I'm about to plunge in as others have to get my own homelab running the current crop of models. I think there's no time like the present.
nickthegreek
I plan to wait for the NVIDIA Digits release and see what the token/sec is there. Ideally it will work well for at least 2-3 years then I can resell and upgrade if needed.
walterbell
> expensive to run on an overbuilt machine
There's a healthy secondary market for GPUs.
diggan
> How are HN users handling this?
Combine the best of both worlds. I have a local assistant (communicate via Telegram) that handles tool-calling and basic calendar/todo management (running on a RTX 3090ti), but for more complicated stuff, it can call out to more advanced models (currently using OpenAI APIs for this) granted the request itself doesn't involve personal data, then it flat out refuses, for better or worse.
rcarmo
Given the power and noise involved, a Mac Mini M4 seems like a much nicer approach, although the RAM requirements will drive up the price.
null
DrPhish
This is just a limited recreation of the ancient mikubox from https://rentry.org/lmg-build-guides
Its funny to see people independently "discover" these builds that are a year plus old.
Everyone is sleeping on these guides, but I guess the stink of 4chan scares people away?
gwern
> Another important finding: Terry is by far the most popular name for a tortoise, followed by Turbo and Toby. Harry is a favorite for hares. All LLMs are loving alliteration.
Mode-collapse. One reason that the tuned (or tuning-contaminated models) are bad for creative writing: every protagonist and place seems to be named the same thing.
diggan
Couldn't you just up the temperature/change some other parameter to get it to be more random/"creative"? It wouldn't be active/intentional randomness/novelty like what a human would do, but at least it shouldn't generate exactly the same naming.
I did something similar but using a K80 and M40 I dug up from eBay for pennies. Be advised though, stay as far away as possible from the K80 - the drivers were one of the most painful tech things I've ever had to endure, even if 24GB of VRAM for 50 bucks sounds incredibly appealing. That said, I had a decent-ish HP workstation laying around with 1200 watt power supply so I had where to put those two in. The one thing to note here is that these types of GPUs do not have a cooling of their own. My solution was to 3d print a bunch of brackets and attach several Noctua fans and have them blow at full speed 24/7. Surprisingly it worked way better than I expected - I've never gone above 60 degrees.
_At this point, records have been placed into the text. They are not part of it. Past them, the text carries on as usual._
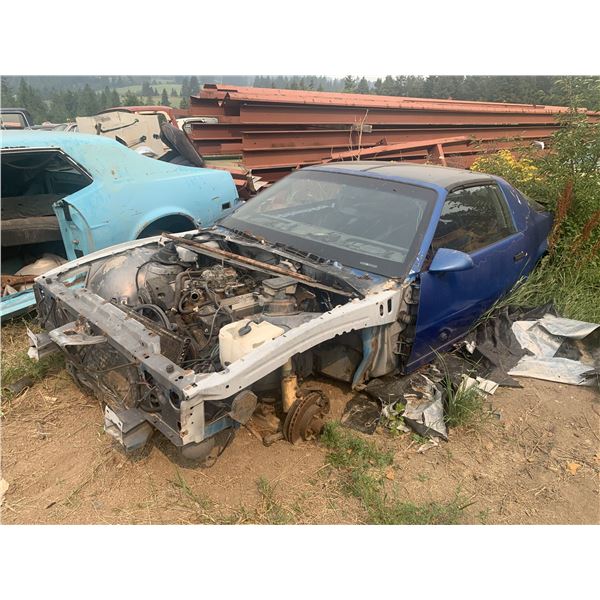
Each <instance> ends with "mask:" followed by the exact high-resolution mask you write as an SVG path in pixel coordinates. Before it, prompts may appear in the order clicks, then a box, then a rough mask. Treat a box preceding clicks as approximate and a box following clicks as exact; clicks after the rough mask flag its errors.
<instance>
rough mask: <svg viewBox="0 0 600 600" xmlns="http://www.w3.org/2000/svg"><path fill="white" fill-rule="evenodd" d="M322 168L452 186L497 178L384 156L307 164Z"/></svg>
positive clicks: (480, 174)
mask: <svg viewBox="0 0 600 600" xmlns="http://www.w3.org/2000/svg"><path fill="white" fill-rule="evenodd" d="M308 168H309V169H311V170H312V169H317V170H320V171H327V170H330V171H335V172H337V173H339V172H341V171H348V173H357V172H363V173H368V174H369V175H371V176H377V177H381V178H382V179H391V180H394V181H402V180H411V181H422V182H423V183H428V184H434V185H438V186H440V187H443V188H446V189H451V188H455V187H458V186H461V185H468V184H475V183H491V182H493V181H494V179H493V177H492V176H491V175H486V174H485V173H475V172H473V171H467V170H465V169H453V168H451V167H440V166H437V165H418V164H406V163H395V162H389V161H381V160H357V161H351V162H331V163H327V164H326V165H316V166H313V167H308Z"/></svg>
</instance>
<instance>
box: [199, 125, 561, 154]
mask: <svg viewBox="0 0 600 600" xmlns="http://www.w3.org/2000/svg"><path fill="white" fill-rule="evenodd" d="M557 129H558V127H556V126H555V127H522V126H519V127H495V128H481V127H460V128H459V127H450V128H442V127H419V128H413V129H407V128H401V129H391V128H385V129H373V131H371V132H363V133H362V134H361V133H360V132H359V131H356V130H355V131H352V130H350V129H344V130H340V129H313V130H303V131H289V130H281V129H272V130H270V131H263V130H260V131H244V132H243V146H244V150H246V151H247V152H251V151H259V150H268V151H274V152H276V151H281V152H286V151H288V150H289V149H290V148H320V147H324V148H332V147H337V148H341V147H344V146H346V147H349V146H357V145H358V143H359V142H360V143H361V145H363V146H371V145H374V144H378V143H381V141H382V140H385V142H384V143H389V144H392V143H396V142H408V141H425V140H431V139H434V138H440V137H451V136H456V135H466V136H469V137H473V138H485V139H502V138H516V137H526V138H538V137H539V138H545V137H548V136H550V135H552V134H553V133H554V132H555V131H556V130H557ZM192 133H194V132H192ZM199 133H200V132H199Z"/></svg>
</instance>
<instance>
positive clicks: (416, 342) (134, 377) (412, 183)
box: [31, 162, 551, 459]
mask: <svg viewBox="0 0 600 600" xmlns="http://www.w3.org/2000/svg"><path fill="white" fill-rule="evenodd" d="M486 194H488V196H489V197H488V196H486ZM489 194H491V195H489ZM461 202H462V204H461ZM490 206H491V208H490ZM490 211H491V212H490ZM494 211H495V212H494ZM494 215H496V216H495V217H494ZM457 218H459V220H462V221H465V220H466V221H465V222H470V225H468V223H467V225H465V223H463V222H462V221H461V223H459V224H458V226H457V227H454V229H453V228H452V227H451V225H452V222H453V220H454V221H457ZM482 218H483V220H484V221H485V220H486V219H492V221H493V219H494V218H496V219H498V220H499V221H498V222H501V223H503V224H504V225H503V226H502V227H504V229H502V227H499V226H498V222H492V223H490V224H488V225H489V227H488V225H486V224H485V223H484V226H485V227H486V230H485V231H482V232H480V233H479V234H477V232H475V233H472V234H471V232H469V233H468V235H467V234H466V233H465V231H466V229H467V228H468V227H473V226H475V227H481V223H482V221H481V219H482ZM473 219H475V220H473ZM478 219H479V220H478ZM469 220H471V221H469ZM550 224H551V216H550V215H549V214H548V213H544V212H543V211H541V210H539V209H538V208H536V207H535V206H533V205H532V204H530V202H529V201H528V200H527V199H526V198H525V197H524V196H522V195H521V194H520V193H519V192H518V191H516V190H514V189H513V188H512V187H511V186H509V185H508V184H507V183H506V182H504V181H503V180H501V179H498V178H494V177H491V176H489V175H483V174H475V173H469V172H467V171H461V170H456V169H445V168H441V167H428V166H406V165H399V164H398V165H391V164H390V163H377V162H354V163H338V164H329V165H327V166H320V167H310V168H307V169H302V170H300V171H297V172H296V173H294V174H292V175H290V176H289V177H287V178H286V179H284V180H282V181H281V182H278V183H277V184H275V185H274V186H272V187H271V188H269V189H268V190H266V191H264V192H262V193H261V194H259V195H258V196H257V197H256V198H254V199H253V200H251V201H250V202H248V203H246V204H245V205H242V206H240V207H238V208H237V209H236V210H234V211H232V212H231V214H229V215H227V216H226V217H224V218H223V219H221V220H220V221H219V222H218V223H217V224H216V225H215V226H213V227H211V228H205V229H202V230H200V231H198V232H188V233H185V234H179V235H169V234H165V235H162V236H158V237H157V238H154V239H152V240H151V241H150V240H148V241H145V242H144V241H138V242H132V243H128V244H122V245H120V246H116V247H113V248H109V249H107V250H104V251H101V252H98V253H95V254H93V255H90V256H88V257H86V258H84V259H81V260H77V261H74V262H72V263H70V264H68V265H63V266H61V267H59V268H57V269H54V270H53V271H52V272H50V273H48V274H46V275H45V276H42V277H40V278H38V279H37V280H36V285H35V292H36V297H37V301H38V314H39V318H40V321H41V325H42V326H43V328H44V329H45V330H46V331H47V332H48V333H47V334H42V335H41V336H40V335H38V336H33V335H32V344H33V347H32V351H31V353H32V354H33V355H35V354H39V353H41V352H46V351H51V350H56V349H57V348H60V349H61V350H62V351H63V352H64V353H65V355H66V357H67V366H68V369H69V371H70V372H71V373H72V374H73V376H74V377H75V378H76V380H77V381H78V382H79V383H80V384H82V385H84V386H86V387H88V388H89V389H91V390H93V391H94V392H95V393H96V394H97V395H98V396H99V397H100V398H101V399H102V400H103V402H105V403H106V408H105V428H106V430H107V431H108V432H109V433H111V434H112V435H114V436H115V437H116V438H117V439H118V440H119V441H120V442H121V443H123V445H124V446H125V447H126V448H134V447H138V446H140V445H143V443H145V441H146V440H147V439H148V437H149V435H150V434H151V433H152V431H153V430H154V429H158V430H160V431H161V432H162V433H163V434H164V435H165V436H166V437H167V438H168V439H169V440H171V442H173V443H174V444H175V445H176V446H178V447H179V448H181V449H182V452H183V455H184V456H189V457H196V458H200V459H206V458H207V457H208V456H209V455H211V453H214V452H215V451H216V450H217V451H220V449H221V448H222V447H224V446H225V445H226V443H227V442H228V440H229V439H230V438H231V435H232V434H233V432H234V431H235V429H236V428H237V427H239V425H240V423H244V422H245V421H246V420H247V419H248V418H249V417H250V415H251V414H252V411H253V409H254V407H255V406H256V401H257V397H256V395H257V394H259V395H264V394H266V395H267V396H269V395H271V396H272V395H277V394H278V395H279V398H280V399H281V402H282V408H283V412H284V413H287V414H288V417H289V414H290V413H291V412H293V411H294V407H295V406H297V405H298V403H299V402H300V403H301V402H302V393H299V391H298V381H301V380H304V379H306V378H308V377H310V376H311V375H312V374H323V375H326V376H329V377H333V378H335V379H338V380H342V381H346V382H348V383H350V384H351V385H352V386H353V387H357V386H360V385H361V384H362V383H364V382H365V381H366V380H368V379H370V378H373V377H378V376H383V375H386V374H389V373H393V372H399V373H405V372H409V371H411V370H414V369H415V368H417V367H418V366H420V365H422V364H424V363H426V362H428V361H430V360H431V359H432V357H433V355H434V353H435V352H437V351H440V350H444V349H445V348H448V347H449V346H450V345H451V344H453V343H454V342H455V341H456V340H458V339H460V337H461V336H463V335H464V334H465V333H466V331H467V330H468V328H469V327H470V326H471V325H472V324H473V322H474V320H475V319H476V318H477V317H478V316H480V315H481V314H482V312H483V311H485V310H486V309H487V308H489V306H491V304H492V303H493V302H494V301H495V300H497V299H498V298H499V297H500V296H501V295H502V294H504V293H506V292H507V291H508V290H509V289H510V287H512V285H513V284H514V283H515V282H516V281H517V280H518V279H519V277H521V276H523V275H527V273H529V272H530V271H531V269H532V268H533V266H534V265H535V263H536V262H537V260H538V259H539V257H540V256H541V254H542V253H543V252H544V251H545V249H546V237H547V234H548V231H549V228H550ZM455 225H456V223H455ZM486 238H487V239H486ZM448 246H450V247H448ZM452 246H454V247H452ZM459 247H462V248H463V249H464V250H469V251H468V252H466V251H464V250H460V249H457V248H459ZM321 408H322V405H321ZM315 410H316V409H314V410H313V412H312V413H310V416H311V418H312V417H314V415H315V414H316V413H315V412H314V411H315ZM309 412H310V411H309ZM307 414H308V413H307ZM303 416H304V414H303ZM307 418H308V417H307ZM292 420H293V419H292ZM287 421H288V419H287V418H286V422H287ZM292 425H293V424H292Z"/></svg>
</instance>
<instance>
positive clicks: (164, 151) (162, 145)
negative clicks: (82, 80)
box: [76, 106, 178, 157]
mask: <svg viewBox="0 0 600 600" xmlns="http://www.w3.org/2000/svg"><path fill="white" fill-rule="evenodd" d="M76 121H77V129H78V131H80V132H81V133H89V134H92V135H94V134H95V135H103V136H107V137H110V138H113V139H115V140H117V141H119V142H121V143H122V144H124V145H125V146H127V147H128V148H133V149H134V150H135V149H137V148H139V147H141V146H143V147H145V148H149V149H150V150H151V151H152V152H153V154H154V155H155V156H156V157H161V156H163V155H164V154H165V153H167V152H169V150H170V147H169V145H168V144H167V143H165V141H164V140H163V139H162V137H161V127H162V126H163V125H164V124H166V123H169V124H170V125H171V126H172V127H174V128H178V124H177V120H176V119H175V115H174V112H173V109H172V108H171V107H170V106H119V107H116V108H108V109H106V110H103V111H101V112H99V113H98V114H96V115H93V116H90V117H77V119H76Z"/></svg>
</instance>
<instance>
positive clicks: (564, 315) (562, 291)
mask: <svg viewBox="0 0 600 600" xmlns="http://www.w3.org/2000/svg"><path fill="white" fill-rule="evenodd" d="M598 298H600V259H598V257H595V260H592V257H590V260H588V261H586V262H579V261H578V260H577V257H568V256H565V255H564V254H563V255H562V256H561V257H558V256H555V257H550V256H548V257H546V258H544V259H543V260H542V262H541V264H540V265H539V266H538V267H537V268H536V269H535V270H534V271H533V272H532V273H531V275H530V276H529V277H528V278H527V280H525V281H524V282H523V283H522V284H521V285H518V286H517V287H516V288H515V289H514V290H513V291H512V292H511V293H510V294H509V295H508V296H507V297H506V298H504V300H503V301H502V305H504V306H506V305H509V304H513V305H518V306H526V307H535V306H541V305H544V304H547V303H550V302H551V303H552V304H554V306H555V307H556V309H557V310H558V313H559V314H560V315H562V316H564V317H566V318H568V319H577V320H580V321H588V322H590V323H600V302H599V301H598Z"/></svg>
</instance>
As a side efffect, the CPUs are also benefiting from this hack: at idle, they are in the mid-20 degrees range. Mind you, the noctua fans are located on the front and the back of the case: the ones on the front act as an intake and the ones on the back as exhaust and there's two more inside the case that are stuck in front of the GPUs.
The workstation was refurbished for just over 600 bucks, and another 120 bucks for the GPUs and another ~60 for the fans.
Edit: and before someone asks - no I have not uploaded the STL's anywhere cause I haven't had the time but also since this is a very niche use case, though I might: the back(exhaust) bracket came out brilliant the first try - it was a sub-millimeter fit. Then I got cocky and thought that I'd also nail it first try on the intake and ended up re-printing it 4 times.